1. A contact detecting apparatus which includes an object and an electrode movable relative to the object, the object and the electrode constituting an inter-electrode, comprising:

voltage applying means which applies a pulse-like voltage to the inter-electrode periodically;

voltage comparing means which compares a voltage of the inter-electrode with a predetermined reference voltage to output an output signal corresponding to the comparison result; and

contact determining means which monitors the output signal of the voltage comparing means for a predetermined time, clocks and accumulates the time when the output signal is being outputted, and compares the accumulated time with a predetermined reference time so that a determination is made about contact/non-contact of the electrode and the object.

2. The contact detecting apparatus according to claim 1, wherein at least one of the reference voltage and the reference time can be set to be variable.
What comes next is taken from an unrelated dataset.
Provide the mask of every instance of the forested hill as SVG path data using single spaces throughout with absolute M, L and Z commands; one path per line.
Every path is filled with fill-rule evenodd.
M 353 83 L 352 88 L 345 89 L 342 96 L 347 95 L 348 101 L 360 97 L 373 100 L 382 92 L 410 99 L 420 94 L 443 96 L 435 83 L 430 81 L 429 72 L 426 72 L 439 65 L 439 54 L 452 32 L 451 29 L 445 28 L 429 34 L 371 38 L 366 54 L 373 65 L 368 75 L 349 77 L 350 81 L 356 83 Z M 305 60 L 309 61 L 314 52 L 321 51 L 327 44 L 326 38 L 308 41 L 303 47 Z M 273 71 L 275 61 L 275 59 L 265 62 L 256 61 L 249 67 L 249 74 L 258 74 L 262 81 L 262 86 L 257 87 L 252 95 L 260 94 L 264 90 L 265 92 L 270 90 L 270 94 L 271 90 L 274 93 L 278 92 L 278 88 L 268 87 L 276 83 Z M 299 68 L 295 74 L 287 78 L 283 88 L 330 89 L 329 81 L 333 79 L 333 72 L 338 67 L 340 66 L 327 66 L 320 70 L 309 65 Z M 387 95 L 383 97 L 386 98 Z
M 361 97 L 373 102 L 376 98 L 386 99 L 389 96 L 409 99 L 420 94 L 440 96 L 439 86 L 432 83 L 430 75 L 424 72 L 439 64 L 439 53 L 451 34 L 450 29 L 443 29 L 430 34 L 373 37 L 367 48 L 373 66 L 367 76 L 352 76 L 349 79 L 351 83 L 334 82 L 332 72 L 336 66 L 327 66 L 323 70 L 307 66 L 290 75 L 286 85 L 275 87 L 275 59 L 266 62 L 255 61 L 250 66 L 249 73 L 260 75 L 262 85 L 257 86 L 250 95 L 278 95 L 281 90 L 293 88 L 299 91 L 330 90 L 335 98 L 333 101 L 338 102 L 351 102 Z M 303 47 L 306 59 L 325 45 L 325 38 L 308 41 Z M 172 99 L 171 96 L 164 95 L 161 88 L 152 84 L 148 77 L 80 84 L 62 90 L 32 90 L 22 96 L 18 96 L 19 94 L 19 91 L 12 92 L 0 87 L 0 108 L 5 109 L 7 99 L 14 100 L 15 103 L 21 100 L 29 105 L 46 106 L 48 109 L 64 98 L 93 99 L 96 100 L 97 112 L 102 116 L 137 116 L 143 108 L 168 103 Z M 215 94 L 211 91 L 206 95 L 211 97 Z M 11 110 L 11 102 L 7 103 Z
3. A contact detecting apparatus for an electric discharge machine where a material to be machined is machined using a tool electrode, comprising:

voltage applying means which applies a pulse-like voltage between the tool electrode and the material to be machined periodically;

voltage comparing means which compares an inter-electrode voltage between the tool electrode and the material to be machined with a predetermined reference voltage to output an output signal corresponding to the comparison result;

contact determining means which monitors the output signal of the voltage comparing means for a predetermined time, clocks and accumulates the time when the output signal is being outputted, and compares the accumulated time with a predetermined reference time so that a determination is made about contact/non-contact of the electrode and the material to be machined.

4. The contact detecting apparatus for an electric discharge machine according to claim 3, wherein at least one of the reference voltage and the reference time can be set to be variable.